[CLAM] RT and port sizes (was Re: AudioPorts Usage)
xavier at create.ucsb.edu
Thu Sep 15 09:26:09 PDT 2005
>I was not meaning that there was any specific problem linked to
spectral processing. Just that processing a networks with node running
with different buffer sizes, thus "called" >at different rates has some
consequences when activated in a real-time context.
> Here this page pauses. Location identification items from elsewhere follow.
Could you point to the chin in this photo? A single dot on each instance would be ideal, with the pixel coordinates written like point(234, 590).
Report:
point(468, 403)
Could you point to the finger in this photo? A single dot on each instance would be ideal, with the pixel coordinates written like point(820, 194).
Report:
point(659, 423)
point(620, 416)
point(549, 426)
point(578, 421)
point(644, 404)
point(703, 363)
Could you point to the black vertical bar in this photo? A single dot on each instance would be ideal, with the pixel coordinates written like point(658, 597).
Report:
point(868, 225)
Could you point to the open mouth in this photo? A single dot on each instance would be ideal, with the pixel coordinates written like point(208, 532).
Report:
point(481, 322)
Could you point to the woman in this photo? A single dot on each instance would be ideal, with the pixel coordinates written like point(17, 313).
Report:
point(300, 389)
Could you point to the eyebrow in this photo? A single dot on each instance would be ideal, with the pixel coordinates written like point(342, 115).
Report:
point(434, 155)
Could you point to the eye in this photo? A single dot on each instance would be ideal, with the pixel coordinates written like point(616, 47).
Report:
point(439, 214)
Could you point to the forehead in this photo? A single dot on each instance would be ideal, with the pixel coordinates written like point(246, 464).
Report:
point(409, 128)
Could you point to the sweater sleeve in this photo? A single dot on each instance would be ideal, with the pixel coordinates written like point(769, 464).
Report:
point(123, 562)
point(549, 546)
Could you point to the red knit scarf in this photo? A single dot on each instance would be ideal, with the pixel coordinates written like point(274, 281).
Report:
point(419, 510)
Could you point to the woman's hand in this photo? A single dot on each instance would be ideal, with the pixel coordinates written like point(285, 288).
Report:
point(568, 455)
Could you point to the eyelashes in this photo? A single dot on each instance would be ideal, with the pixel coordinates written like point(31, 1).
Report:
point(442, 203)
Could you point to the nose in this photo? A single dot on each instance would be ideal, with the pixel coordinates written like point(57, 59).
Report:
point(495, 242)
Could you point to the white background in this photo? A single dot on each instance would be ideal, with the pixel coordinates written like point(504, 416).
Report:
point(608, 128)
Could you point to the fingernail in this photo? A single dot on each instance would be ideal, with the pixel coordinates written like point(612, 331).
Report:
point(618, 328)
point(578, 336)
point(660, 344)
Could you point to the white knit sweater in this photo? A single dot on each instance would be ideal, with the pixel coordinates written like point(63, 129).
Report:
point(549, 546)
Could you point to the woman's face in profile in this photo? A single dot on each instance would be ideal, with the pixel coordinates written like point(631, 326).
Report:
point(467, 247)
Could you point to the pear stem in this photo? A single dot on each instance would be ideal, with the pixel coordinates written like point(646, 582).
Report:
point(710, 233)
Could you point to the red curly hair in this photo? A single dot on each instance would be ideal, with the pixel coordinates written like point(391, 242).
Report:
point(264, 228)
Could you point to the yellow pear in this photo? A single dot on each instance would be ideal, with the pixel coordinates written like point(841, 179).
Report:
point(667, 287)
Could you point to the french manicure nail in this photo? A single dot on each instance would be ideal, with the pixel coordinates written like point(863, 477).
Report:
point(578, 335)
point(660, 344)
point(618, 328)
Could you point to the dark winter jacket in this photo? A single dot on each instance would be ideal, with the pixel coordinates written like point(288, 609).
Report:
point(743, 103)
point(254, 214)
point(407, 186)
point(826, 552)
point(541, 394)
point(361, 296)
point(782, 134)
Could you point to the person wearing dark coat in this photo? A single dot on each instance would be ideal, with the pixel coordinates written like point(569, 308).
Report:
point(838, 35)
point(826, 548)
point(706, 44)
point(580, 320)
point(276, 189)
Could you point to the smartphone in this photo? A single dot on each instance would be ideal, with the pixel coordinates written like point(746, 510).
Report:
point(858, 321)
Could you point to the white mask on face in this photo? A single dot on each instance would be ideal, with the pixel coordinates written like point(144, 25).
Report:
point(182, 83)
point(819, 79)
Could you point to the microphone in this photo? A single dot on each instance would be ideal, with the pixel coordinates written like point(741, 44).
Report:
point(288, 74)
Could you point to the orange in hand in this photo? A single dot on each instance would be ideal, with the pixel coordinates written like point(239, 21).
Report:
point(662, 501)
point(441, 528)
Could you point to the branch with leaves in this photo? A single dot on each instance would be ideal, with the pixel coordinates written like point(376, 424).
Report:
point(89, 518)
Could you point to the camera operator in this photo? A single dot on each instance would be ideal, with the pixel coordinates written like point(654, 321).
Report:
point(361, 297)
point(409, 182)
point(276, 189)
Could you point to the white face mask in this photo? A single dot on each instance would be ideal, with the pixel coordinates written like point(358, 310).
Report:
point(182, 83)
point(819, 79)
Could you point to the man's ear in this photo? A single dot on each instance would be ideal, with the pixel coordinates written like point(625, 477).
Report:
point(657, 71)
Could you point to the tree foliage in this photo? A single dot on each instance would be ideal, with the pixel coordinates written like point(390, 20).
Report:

I don't see what is the difference between having a process consuming 2N
and taking 50% and another one taking N and consuming 100%, it is just a
matter of algorithm optimization.
To put it simple, when doing block by block processing, latency is the
issue, not CPU usage of a single process. If you are doing spectral
processing and you have a process
that takes more CPU than the FFT, you better take a look at your code
because the FFT is pretty expensive. And we know that libraries such as
the fftw do it in less than 50% CPU time up to pretty large buffer
sizes. As a matter of fact, the individual process latency is rarely
even comparable to the buffer latency.
I would like to see more details of what they do in Jamin and why they
do it. In my experience, multithreading is usually not a good idea. What
you gain in CPU spreading you loose in context switching, especially on
some operating systems.
I am saying this acknowledging, as Pau says, that there are some
Processing objects in CLAM that are not optimized at all. As a matter of
fact some of them, such as the FundFreqDetect need a whole lot of
tweeking if you want them to run in acceptable conditions. But that is
quite "easy" to do once you know the final application it will end up in.
Pau Arumi wrote:
> Stéphane Letz wrote:
>> Le 15 sept. 05 à 10:59, xavier at create.ucsb.edu a écrit :
>>> On Thu, 15 Sep 2005, Stéphane Letz wrote:
>>>> But then you have the following issue : imagine a network which is
>>>> driven ( in a thread+blocking i/o or callback based model) by a
>>>> buffer size of N, but where some internal nodes in the network use 2N
>>>> buffers. Then the 2N nodes get called every 2 callbacks but are
>>>> supposed to handle 2N "token" (frames) in the duration of N to meet
>>>> real-time deadline. Thus an algorithm that would use more 50% of CPU
>>>> time would not run in this configuration if everything is computed in
>>>> the same RT thread.
>>>> This is a typical "problem" Jamin software (doing FFT based
>>>> processing) has also and the way they solve it is to use another
>>>> lower-priority thread that will run along the RT thread, with ring-
>>>> buffer based data exchanges between the 2 threads.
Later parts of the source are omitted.